Zaten son zamanlarda bayramlar büyüklerin ziyaret edileceği kutsal günlerden çıkıp
tatile dönüştü. Eskiden büyüklerin yanına gitmek için günler sayılırdı. Şimdi ise genelde eşler çalıştıkları için kafalarını dinlendirmek için tatile gidiliyor. Evet çalışan için tatil güzel bir şey. Fakat günün kutsallığını da unutmamak lâzım. Bugün genç olanlar yarın yaşlanarak evlatlarının bayramda kendilerini ziyaret etmelerini bekler. Bir anneanne, babaanne ve dedenin en büyük mutluluğu torunlarını ve evlatlarını yanında görmek, onlarla hasret gidermektir. Zaten bayramın özelliği küslerin barışması, büyüklerin ziyaret edilmesi, akraba, eş ve dost arasında muhabbet köprüsü kurmaktır.

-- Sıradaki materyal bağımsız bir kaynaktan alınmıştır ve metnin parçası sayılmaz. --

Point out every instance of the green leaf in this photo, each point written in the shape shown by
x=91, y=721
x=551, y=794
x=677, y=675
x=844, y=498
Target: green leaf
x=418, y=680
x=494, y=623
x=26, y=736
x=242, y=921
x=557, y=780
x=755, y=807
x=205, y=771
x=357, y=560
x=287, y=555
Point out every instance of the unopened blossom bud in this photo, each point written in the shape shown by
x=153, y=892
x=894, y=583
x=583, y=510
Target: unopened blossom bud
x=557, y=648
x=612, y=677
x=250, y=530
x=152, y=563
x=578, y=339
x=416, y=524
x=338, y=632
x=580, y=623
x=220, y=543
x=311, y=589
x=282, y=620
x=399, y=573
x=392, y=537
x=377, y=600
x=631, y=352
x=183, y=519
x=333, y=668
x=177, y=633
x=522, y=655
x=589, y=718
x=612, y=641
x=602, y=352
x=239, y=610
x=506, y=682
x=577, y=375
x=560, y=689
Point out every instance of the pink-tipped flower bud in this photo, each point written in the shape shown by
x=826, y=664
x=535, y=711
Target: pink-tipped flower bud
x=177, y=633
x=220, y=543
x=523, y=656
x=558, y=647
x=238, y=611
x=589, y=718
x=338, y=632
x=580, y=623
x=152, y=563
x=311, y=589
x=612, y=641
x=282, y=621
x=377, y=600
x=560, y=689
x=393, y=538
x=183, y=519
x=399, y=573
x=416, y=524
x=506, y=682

Son zamanlarda bu köprüler yıkılmaya başladığından akrabalar arasında bir uzaklaşma ve bunun neticesinde de yalnızlaşma ortaya çıktı. Yalnızlaşma ise insanların daha kolay depresyona girmelerine sebep olmaktadır. Mademki önümüzde böyle bir muhabbet köprüsü var. O halde köprüyü "Senin ailen, benim ailem tartışma alanı haline getirmeyelim." diyerek, köprüden sırayla ve adilce geçelim.